How to set up sinking funds
A sinking fund is money you set aside each month for a large expense you know is coming. Instead of scrambling when your annual car insurance bill arrives, you save 1/12 of it every month so the money is ready when you need it.
Common sinking fund categories
- Car insurance (annual or semi-annual)
- Holiday gifts
- Vacation
- Car maintenance / repairs
- Home maintenance
- Annual subscriptions (domains, software, memberships)
- Property taxes
- Medical expenses (deductibles, dental work)
- Back to school supplies
- Pet expenses (annual vet visits)
Setting up a sinking fund in Aspire
Step 1: Create the category
On the Configuration tab, add a new category (✧ Reportable or ※ Non-reportable, depending on whether you want it in reports).
Name it clearly: “Car Insurance” is better than “Sinking Fund 1.”
Step 2: Set the Monthly Amount
Divide the total expense by the number of months until it’s due.
Example: Car insurance is $1,200/year, due in December. If it’s June, you have 6 months. Monthly Amount = $200.
If you’re starting from scratch and the bill is due sooner than you can fully fund it, that’s fine — save what you can and cover the gap from other categories when it comes due. Next year you’ll have a full 12 months of saving.
Step 3: Set a Goal Amount (optional)
Set the Goal Amount on the Configuration tab to the total target (e.g., $1,200). The Dashboard will show a ⚑ icon and track your progress toward the goal visually.
Step 4: Fund it monthly
Each month when you do your category transfers, move the Monthly Amount into this category. The balance accumulates over time.
Step 5: Spend from it when the bill arrives
When the expense hits, log the transaction against this category like any other spending.

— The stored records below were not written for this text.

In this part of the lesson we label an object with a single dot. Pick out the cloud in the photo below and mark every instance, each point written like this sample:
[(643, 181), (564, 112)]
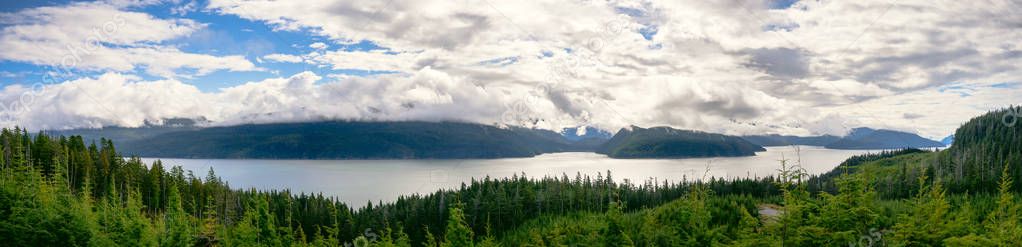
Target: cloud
[(798, 67), (318, 45), (99, 36)]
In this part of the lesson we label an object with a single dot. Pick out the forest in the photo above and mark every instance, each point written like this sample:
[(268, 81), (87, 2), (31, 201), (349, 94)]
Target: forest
[(61, 191)]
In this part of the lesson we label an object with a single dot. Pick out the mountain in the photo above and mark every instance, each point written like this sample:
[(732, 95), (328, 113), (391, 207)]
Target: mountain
[(663, 142), (947, 140), (337, 140), (582, 134), (778, 140), (865, 138)]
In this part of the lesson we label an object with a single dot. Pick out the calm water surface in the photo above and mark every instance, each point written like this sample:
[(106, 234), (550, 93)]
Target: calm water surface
[(358, 182)]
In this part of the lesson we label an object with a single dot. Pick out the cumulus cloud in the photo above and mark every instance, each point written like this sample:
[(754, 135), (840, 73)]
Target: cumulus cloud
[(733, 66), (100, 36)]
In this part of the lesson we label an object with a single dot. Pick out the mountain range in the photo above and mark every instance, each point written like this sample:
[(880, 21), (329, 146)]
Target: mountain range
[(408, 140)]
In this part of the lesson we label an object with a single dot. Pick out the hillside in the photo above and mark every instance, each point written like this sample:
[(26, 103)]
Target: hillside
[(778, 140), (663, 142), (865, 138), (338, 140)]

The balance will drop — ideally to zero (or close to it) — and then you start saving again for next year.
Tips
Don’t treat sinking fund money as “available.” It’s earmarked for a specific purpose. If your emergency fund is empty and you’re eyeing your vacation sinking fund, resist — that money has a job.
Review sinking funds quarterly. Check whether your estimates are still accurate. Did car insurance go up? Adjust the Monthly Amount. Did you cancel a subscription? Repurpose that category.
Start with the expenses that surprise you most. If you always forget about annual subscriptions or holiday spending, those are your highest-value sinking funds to create first.
You don’t need a sinking fund for everything. Monthly bills (rent, utilities, internet) are regular enough to budget directly. Sinking funds are for things that come quarterly, annually, or unpredictably but inevitably.
Example: Holiday gifts
- Total target: $600
- Timeframe: Fund January through November (11 months)
- Monthly Amount: $55
- Goal Amount: $600
- Category name: “Holiday Gifts”
By December, you’ll have $605 saved. Buy gifts guilt-free, log transactions against the category, and start over in January.